Friday, November 25, 2011

The Rosetta Stone

HTML is the language for internet web pages. As such, it is not unlike the ancient Rosetta Stone, in that it provides an intermediary coded "text" which "translates" into a readable format (a "common tongue" language) as opposed to a jargon. Of course, without the technology of a "browser" such a translation doesn't happen. Could someone from an earlier culture--or, from one which had no knowledge of computer technology, untangle this code and make any kind of sense of it? Perhaps. Code-breaking can accomplish amazing feats.

(The image above is a digital photograph I took of part of a page display of HTML language which popped up when I was attempting to load a page from someone's web-site. Apparently my browser got confused and called up this gobbledygook as a PDF instead of the text version it's intended to display.)
Perhaps one would need both the HTML and the corresponding readable portion of any given text to be able to "decipher" it. Perhaps the "browser" is a kind of code breaker. Being able to interpolate from one language to another is in fact a kind of translation. Translators of known languages face precisely this problem: How to know the corresponding underlying meanings of the signifiers, and then transfer this precipitate or alembic into an equivalent language.

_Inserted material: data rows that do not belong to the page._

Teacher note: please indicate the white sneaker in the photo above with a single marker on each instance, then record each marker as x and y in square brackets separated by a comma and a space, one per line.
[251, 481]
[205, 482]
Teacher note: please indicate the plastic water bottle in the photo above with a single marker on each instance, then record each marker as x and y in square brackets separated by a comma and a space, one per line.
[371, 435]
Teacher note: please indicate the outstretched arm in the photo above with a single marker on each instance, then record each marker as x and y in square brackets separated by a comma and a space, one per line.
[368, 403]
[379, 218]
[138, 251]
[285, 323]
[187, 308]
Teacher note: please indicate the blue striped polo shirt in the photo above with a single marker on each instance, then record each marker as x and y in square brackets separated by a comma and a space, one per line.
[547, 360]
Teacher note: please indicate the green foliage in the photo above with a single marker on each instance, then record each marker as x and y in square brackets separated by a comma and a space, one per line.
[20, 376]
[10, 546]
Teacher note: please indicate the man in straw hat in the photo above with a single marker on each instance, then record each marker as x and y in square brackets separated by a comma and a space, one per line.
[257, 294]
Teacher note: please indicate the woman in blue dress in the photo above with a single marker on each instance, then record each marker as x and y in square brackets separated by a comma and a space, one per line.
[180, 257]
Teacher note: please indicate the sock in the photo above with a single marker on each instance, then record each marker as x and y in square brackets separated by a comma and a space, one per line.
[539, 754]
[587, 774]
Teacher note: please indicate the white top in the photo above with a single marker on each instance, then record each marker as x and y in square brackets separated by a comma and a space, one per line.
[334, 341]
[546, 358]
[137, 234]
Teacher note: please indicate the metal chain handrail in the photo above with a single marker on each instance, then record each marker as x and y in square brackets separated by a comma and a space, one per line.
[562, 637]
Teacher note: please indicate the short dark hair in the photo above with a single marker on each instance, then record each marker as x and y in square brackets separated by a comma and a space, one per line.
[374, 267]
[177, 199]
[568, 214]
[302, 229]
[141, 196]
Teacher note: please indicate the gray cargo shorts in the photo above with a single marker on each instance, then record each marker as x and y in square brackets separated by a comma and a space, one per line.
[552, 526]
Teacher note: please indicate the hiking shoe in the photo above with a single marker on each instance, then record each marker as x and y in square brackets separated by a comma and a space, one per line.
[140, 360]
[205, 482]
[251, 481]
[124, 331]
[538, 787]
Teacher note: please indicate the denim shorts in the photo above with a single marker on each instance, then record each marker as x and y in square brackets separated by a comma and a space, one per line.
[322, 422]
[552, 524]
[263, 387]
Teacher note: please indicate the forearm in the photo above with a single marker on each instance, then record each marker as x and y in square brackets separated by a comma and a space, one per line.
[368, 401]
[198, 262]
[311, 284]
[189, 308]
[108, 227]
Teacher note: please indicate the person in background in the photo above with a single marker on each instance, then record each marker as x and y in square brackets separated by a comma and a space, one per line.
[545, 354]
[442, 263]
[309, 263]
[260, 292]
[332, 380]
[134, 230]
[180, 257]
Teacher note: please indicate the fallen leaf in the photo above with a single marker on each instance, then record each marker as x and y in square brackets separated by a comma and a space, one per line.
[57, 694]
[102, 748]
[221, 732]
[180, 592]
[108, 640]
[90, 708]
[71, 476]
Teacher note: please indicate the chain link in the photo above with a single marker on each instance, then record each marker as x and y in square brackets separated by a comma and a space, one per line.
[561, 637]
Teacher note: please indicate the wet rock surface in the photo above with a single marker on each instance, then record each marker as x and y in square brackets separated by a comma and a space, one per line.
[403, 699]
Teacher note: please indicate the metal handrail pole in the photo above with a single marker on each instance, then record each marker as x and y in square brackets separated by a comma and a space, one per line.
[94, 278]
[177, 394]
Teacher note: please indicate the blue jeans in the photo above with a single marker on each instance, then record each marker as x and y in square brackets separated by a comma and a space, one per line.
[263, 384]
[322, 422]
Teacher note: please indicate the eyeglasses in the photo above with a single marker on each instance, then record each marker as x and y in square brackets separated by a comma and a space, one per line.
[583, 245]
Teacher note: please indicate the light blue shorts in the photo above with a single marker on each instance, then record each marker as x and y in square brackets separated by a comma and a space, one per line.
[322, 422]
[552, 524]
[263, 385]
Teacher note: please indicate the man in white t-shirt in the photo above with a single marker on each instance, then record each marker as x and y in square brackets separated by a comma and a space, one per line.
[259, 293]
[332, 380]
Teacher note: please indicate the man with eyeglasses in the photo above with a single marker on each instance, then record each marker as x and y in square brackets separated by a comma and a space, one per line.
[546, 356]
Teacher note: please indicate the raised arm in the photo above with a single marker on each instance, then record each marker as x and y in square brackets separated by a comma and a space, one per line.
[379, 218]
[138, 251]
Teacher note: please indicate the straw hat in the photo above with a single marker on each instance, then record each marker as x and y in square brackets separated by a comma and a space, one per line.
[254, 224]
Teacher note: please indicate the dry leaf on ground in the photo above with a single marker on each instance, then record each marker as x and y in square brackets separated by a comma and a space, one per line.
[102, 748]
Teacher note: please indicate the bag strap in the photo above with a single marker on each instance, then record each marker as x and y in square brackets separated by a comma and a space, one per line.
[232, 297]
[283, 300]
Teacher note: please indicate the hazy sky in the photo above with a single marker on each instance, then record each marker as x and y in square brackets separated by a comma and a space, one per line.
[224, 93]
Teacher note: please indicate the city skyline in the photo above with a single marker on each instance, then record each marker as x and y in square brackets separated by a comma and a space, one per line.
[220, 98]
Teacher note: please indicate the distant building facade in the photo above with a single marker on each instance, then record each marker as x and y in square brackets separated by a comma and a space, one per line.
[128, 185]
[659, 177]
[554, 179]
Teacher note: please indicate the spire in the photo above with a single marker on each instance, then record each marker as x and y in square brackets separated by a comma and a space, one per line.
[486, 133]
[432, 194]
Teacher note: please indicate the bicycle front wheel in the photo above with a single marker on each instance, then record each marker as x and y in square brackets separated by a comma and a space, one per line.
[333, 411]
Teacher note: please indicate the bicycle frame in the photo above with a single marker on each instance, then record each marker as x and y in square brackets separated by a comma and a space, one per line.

Indeed, though, referring to an underlying "code" as the metaphor for the "gist" of any written text, implies a third thing, i.e., the mental sense which thinkers/speakers have of something, through the screen of any given language. Can physicists "see" phenomena in terms of mathematical language? When Pasternak or Neruda or Szymborska or Rilke call a spade a spade, is it ever the same spade which English speakers like you and I perceive? We tend to think there are large or subtle differences in the way languages describe things, even if those languages are related (as with romance languages). As Frost said, poetry is that which cannot be translated, i.e., that which is "lost in translation."

Is poetry a quality which develops with the immature mind, a process during which complex interrelationships and a deep familiarity are built up, a process which perhaps is difficult, at best, to replicate later in life, or in other ways? It may be possible for children to be raised as bi-lingual, but this process may be possible to certain individuals who retain the ability to acquire new language with great facility, throughout their lives--an aptitude that is not common at all. But is it possible to replicate the intimate familiarity which is acquired during the formative childhood years? It's a ponderable quandary.

The relationship between what is not known about the way language is experienced as a cognitive process, and the significance of symbolic/linguistic representation as only a partially reliable basis for apprehension, comprises the mediated no-man's land which is poetry's specific precinct. Any poetry which does not enter into or partake of this interzone of flux and shifting apprehension, risks being prosaic and doesn't deserve the name. It's the area of dreams and suppositions and irrationality and the unknown, and it's also where words undergo transformation and evolve into newer shades of meaning, where language undergoes mutation and recombinant change, becomes, in effect, new avatars of signification. 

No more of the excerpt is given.